Custom Iterator for Processing Large Files

Question 1

I frequently work with large files and implemented a custom iterator to process these files efficiently while minimizing memory usage. The iterator reads each line from a file, parses it into a Message object, and skips invalid entries.

Are there any optimizations or best practices I can apply to this custom iterable implementation to further reduce memory usage or improve its performance? Below is the implementation for reference:

public class MessageIterable implements Iterable<Message> {
private final Logger logger = MessageFileProcessorSingleton.getInstance().getLog();
private final BufferedReader bufferedReader;
private final MessageParserService parserService;
private final PostExceptionTasksHandler postExceptionTasksHandler;
public MessageIterable(
 BufferedReader bufferedReader,
 PostExceptionTasksHandler postExceptionTasksHandler,
 MessageParserService service) {
 this.bufferedReader = bufferedReader;
 this.postExceptionTasksHandler = postExceptionTasksHandler;
 this.parserService = service;
}
@Override
public Iterator<Message> iterator() {
 return new Iterator<>() {
 Message next;
 @Override
 public boolean hasNext() {
 if (next != null) {
 return true;
 }
 try {
 String messageRowJson;
 while ((messageRowJson = bufferedReader.readLine()) != null) {
 next = parserService.getMessageFromRowJson(messageRowJson);
 if (next == null) {
 logger.log(Level.SEVERE, "Unable to parse messaeg row");
System.exit(-1);
 } else {
 return true;
 }
 }
 } catch (IOException e) {
 handleInvalidMessage();
 }
 return false;
 }
 @Override
 public Message next() {
 Message current = next;
 next = null;
 return current;
 }
 };
}
private void handleInvalidMessage() {
 logger.warn("Invalid message encountered. Executing post-exception tasks.");
 postExceptionTasksHandler.handle();
}

Question 2

It just occurred to me that are you perhaps processing JSON-formatted log files?

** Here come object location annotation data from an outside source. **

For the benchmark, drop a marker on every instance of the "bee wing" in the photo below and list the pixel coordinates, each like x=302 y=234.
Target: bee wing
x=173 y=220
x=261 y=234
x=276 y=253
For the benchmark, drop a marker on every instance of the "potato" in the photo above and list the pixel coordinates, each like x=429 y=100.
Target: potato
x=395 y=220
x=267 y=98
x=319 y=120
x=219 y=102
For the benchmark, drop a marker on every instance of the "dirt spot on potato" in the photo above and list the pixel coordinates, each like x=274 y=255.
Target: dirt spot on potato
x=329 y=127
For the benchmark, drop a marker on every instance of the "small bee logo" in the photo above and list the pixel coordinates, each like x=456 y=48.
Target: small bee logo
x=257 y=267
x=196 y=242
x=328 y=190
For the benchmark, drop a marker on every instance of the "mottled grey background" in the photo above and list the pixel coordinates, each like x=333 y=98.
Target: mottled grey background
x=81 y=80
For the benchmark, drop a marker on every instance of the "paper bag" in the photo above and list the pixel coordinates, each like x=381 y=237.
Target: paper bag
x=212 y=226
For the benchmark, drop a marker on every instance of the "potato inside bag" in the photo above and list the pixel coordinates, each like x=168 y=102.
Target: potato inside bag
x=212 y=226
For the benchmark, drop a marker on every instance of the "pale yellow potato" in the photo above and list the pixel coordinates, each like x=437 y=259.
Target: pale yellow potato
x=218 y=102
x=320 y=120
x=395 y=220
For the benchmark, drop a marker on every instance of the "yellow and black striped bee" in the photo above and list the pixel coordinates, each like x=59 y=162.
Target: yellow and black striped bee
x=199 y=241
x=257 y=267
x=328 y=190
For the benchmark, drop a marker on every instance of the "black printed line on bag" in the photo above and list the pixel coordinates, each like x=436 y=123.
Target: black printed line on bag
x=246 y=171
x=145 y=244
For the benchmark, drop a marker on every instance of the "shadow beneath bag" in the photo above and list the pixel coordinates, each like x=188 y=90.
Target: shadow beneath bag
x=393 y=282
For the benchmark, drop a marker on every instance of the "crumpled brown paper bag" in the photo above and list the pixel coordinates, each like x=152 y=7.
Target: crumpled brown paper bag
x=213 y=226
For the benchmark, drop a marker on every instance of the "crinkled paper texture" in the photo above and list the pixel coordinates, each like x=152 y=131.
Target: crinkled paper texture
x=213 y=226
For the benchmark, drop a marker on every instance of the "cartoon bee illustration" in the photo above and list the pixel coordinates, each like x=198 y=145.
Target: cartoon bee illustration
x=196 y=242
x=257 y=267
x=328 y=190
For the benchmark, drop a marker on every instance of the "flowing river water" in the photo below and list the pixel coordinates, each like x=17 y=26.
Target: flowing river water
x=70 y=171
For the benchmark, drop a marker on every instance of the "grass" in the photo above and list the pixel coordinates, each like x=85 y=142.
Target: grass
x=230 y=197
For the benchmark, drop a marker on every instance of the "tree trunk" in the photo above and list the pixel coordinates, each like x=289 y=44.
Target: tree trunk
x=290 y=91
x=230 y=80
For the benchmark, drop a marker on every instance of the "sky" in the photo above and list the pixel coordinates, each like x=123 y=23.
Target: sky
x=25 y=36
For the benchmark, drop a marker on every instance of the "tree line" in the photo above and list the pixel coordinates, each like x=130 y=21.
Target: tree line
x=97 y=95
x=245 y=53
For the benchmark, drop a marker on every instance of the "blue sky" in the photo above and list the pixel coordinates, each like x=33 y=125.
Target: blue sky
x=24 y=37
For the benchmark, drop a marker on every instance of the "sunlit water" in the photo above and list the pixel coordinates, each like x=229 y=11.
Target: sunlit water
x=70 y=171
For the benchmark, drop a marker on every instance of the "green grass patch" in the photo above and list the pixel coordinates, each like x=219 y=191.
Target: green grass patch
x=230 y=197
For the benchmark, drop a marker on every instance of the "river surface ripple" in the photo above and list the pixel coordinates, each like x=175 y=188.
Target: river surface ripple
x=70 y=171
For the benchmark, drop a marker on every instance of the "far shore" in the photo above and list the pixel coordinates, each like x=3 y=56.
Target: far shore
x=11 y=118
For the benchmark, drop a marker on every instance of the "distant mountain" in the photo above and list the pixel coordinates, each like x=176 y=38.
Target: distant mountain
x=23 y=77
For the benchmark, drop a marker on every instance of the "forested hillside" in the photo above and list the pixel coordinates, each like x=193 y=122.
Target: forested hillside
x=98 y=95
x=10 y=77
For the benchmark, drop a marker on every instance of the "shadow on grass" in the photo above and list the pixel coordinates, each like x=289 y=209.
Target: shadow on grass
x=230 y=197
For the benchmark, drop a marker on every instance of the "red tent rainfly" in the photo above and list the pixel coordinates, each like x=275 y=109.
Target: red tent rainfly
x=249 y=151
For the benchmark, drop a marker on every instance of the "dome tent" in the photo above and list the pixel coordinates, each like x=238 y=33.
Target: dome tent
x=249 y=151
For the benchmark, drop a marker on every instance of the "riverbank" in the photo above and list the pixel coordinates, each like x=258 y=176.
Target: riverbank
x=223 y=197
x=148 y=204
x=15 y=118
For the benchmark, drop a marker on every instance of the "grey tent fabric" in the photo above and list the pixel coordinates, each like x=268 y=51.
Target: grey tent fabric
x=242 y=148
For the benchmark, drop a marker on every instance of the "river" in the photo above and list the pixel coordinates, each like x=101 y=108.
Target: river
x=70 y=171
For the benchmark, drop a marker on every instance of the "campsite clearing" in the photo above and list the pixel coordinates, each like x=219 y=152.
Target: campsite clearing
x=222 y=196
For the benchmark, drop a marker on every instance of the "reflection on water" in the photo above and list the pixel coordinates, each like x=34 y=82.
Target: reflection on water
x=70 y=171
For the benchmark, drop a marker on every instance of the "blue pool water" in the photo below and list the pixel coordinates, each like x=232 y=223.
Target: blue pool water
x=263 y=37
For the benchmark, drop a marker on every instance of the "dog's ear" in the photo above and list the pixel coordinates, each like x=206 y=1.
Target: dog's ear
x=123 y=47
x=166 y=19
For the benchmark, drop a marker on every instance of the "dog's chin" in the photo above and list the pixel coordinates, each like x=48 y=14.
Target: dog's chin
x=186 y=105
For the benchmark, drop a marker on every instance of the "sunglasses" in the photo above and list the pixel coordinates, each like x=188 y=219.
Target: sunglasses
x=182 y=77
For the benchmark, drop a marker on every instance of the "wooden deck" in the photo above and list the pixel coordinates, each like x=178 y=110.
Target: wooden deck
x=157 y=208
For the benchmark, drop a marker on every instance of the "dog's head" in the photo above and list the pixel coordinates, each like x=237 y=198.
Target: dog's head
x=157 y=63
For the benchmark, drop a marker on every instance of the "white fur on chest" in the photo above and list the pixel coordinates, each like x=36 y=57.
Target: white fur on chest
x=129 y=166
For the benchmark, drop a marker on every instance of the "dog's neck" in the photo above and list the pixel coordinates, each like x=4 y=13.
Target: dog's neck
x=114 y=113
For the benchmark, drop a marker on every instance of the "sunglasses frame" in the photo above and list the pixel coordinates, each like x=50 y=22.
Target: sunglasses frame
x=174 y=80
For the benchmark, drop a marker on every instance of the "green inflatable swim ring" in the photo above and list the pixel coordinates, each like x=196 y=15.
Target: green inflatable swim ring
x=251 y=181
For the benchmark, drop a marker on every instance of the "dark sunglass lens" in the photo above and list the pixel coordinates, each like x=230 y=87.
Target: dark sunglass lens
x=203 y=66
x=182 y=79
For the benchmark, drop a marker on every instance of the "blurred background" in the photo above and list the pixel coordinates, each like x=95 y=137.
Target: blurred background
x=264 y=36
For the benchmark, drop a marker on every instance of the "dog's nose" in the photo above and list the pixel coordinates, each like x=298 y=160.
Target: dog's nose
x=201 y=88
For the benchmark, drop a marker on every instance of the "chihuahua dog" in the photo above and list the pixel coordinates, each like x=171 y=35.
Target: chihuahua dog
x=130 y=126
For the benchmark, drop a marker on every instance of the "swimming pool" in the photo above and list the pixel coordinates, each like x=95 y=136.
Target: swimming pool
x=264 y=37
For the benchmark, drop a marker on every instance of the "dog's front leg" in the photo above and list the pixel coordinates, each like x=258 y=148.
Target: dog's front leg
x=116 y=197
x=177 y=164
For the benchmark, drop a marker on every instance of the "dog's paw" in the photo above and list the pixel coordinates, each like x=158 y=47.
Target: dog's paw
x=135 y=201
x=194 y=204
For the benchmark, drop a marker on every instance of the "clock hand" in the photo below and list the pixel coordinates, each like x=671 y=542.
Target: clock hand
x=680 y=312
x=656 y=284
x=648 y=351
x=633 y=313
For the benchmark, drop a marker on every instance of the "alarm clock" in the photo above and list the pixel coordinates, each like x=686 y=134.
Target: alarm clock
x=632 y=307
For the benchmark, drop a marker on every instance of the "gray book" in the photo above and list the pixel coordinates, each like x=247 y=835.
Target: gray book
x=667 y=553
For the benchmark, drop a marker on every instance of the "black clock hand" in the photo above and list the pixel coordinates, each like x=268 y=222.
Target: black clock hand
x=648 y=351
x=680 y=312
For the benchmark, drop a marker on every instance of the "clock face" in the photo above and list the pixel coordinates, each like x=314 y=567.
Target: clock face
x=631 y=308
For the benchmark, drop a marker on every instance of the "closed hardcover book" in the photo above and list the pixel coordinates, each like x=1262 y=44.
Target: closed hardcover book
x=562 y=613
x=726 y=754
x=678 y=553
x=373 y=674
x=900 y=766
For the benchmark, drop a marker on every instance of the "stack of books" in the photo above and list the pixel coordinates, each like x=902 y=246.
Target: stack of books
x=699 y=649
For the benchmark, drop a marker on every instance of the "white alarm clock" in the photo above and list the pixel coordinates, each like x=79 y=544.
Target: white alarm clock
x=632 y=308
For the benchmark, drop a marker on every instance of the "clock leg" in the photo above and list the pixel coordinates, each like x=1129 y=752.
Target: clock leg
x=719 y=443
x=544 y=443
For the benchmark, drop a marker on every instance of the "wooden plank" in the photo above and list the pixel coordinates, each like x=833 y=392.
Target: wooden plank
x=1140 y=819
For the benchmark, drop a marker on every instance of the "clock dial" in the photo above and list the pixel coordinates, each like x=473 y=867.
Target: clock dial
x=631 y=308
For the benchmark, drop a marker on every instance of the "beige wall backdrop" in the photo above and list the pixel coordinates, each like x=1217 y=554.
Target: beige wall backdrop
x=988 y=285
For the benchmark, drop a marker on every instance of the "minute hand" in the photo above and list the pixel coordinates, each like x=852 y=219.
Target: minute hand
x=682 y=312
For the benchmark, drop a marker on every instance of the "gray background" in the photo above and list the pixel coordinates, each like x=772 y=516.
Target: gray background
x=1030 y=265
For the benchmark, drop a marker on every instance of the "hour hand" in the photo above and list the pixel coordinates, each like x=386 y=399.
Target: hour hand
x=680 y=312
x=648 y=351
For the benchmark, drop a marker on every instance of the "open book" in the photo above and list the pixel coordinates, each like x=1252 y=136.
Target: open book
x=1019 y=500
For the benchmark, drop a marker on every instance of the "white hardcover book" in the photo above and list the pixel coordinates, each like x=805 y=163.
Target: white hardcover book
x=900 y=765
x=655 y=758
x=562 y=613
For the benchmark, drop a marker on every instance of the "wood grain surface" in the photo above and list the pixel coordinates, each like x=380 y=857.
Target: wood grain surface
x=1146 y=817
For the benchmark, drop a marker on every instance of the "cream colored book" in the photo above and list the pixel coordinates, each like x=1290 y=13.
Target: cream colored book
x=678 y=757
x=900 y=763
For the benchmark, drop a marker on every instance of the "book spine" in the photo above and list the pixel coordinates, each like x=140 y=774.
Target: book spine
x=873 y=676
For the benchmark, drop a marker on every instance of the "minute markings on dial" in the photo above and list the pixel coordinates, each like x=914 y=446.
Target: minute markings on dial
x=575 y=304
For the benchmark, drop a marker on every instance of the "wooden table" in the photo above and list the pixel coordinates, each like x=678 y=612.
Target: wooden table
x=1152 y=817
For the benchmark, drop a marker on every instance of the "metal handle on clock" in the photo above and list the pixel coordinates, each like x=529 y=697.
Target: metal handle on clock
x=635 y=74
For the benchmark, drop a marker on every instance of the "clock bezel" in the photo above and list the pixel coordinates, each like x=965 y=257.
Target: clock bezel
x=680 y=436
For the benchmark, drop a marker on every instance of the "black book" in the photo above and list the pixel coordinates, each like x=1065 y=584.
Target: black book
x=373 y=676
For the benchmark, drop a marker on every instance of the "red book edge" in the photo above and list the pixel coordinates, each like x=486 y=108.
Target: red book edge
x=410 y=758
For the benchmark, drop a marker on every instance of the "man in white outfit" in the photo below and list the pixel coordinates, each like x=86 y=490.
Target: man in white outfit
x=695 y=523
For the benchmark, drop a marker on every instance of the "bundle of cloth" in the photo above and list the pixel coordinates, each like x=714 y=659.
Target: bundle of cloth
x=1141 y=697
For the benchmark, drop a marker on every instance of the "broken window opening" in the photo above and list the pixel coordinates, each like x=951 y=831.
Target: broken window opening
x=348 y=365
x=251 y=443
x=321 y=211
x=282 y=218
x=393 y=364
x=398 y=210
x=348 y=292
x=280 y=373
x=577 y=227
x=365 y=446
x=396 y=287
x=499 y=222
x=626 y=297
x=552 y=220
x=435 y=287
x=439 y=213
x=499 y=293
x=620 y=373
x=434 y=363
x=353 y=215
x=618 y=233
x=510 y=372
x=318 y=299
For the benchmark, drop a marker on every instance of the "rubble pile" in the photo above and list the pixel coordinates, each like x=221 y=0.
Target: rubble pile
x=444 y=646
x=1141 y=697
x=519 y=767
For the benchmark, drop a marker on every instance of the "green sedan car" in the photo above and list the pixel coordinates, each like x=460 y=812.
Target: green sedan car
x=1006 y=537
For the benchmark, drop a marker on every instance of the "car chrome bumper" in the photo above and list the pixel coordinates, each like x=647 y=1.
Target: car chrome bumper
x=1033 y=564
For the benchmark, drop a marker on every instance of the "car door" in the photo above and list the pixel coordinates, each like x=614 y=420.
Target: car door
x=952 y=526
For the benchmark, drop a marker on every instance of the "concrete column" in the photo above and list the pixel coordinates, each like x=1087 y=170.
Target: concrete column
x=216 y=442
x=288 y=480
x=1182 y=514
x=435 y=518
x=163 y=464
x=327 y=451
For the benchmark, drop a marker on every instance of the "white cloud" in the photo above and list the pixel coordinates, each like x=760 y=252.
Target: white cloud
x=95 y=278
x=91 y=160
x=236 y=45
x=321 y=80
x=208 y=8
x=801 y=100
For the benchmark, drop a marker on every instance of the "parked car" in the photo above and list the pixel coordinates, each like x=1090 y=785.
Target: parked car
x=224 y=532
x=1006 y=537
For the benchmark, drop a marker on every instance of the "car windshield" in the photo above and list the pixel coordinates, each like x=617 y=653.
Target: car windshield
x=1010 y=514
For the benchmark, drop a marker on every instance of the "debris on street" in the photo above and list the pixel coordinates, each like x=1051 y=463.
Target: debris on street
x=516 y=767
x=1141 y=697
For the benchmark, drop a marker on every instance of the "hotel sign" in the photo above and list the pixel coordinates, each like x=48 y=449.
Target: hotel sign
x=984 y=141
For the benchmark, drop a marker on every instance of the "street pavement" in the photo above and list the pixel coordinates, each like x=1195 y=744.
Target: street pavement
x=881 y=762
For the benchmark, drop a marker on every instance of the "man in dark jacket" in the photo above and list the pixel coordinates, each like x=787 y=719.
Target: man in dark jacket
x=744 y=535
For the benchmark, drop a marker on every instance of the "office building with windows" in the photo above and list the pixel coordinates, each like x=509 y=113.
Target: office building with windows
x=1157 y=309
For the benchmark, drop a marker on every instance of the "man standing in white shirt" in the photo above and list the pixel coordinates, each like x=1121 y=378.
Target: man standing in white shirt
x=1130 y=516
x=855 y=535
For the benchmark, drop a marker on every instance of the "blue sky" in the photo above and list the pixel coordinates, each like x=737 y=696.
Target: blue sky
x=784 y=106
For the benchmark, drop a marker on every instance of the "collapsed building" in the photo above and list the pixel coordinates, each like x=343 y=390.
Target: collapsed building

If you can describe some reasons for malformed messages we may be able to figure out a better way to handle them (see en.wikipedia.org/wiki/XY_problem ).

Question 3

PostExceptionTasksHandler seems like an unnecessary type. It is basically a Runnable that is executed when an exception occurs. It would likely be more useful if you passed the exception that caused handler invocation to the handler itself. If you do that, the handler type could be replaced with Consumer<IOException> and that already contains enough information in it's name to suggest to the caller what it is used for.

If you have access to the MessageParserService.getMessageFromRowJson(String) method source code, I would change it to throw an exception on an invalid message instead of returning a null. That way you provide the caller with more information for deciding on how to handle the error. Of if you want to use it in a context where exceptions are not desired, maybe change the Message class so that it contains information about the validity so that you can return an error status from the conversion method.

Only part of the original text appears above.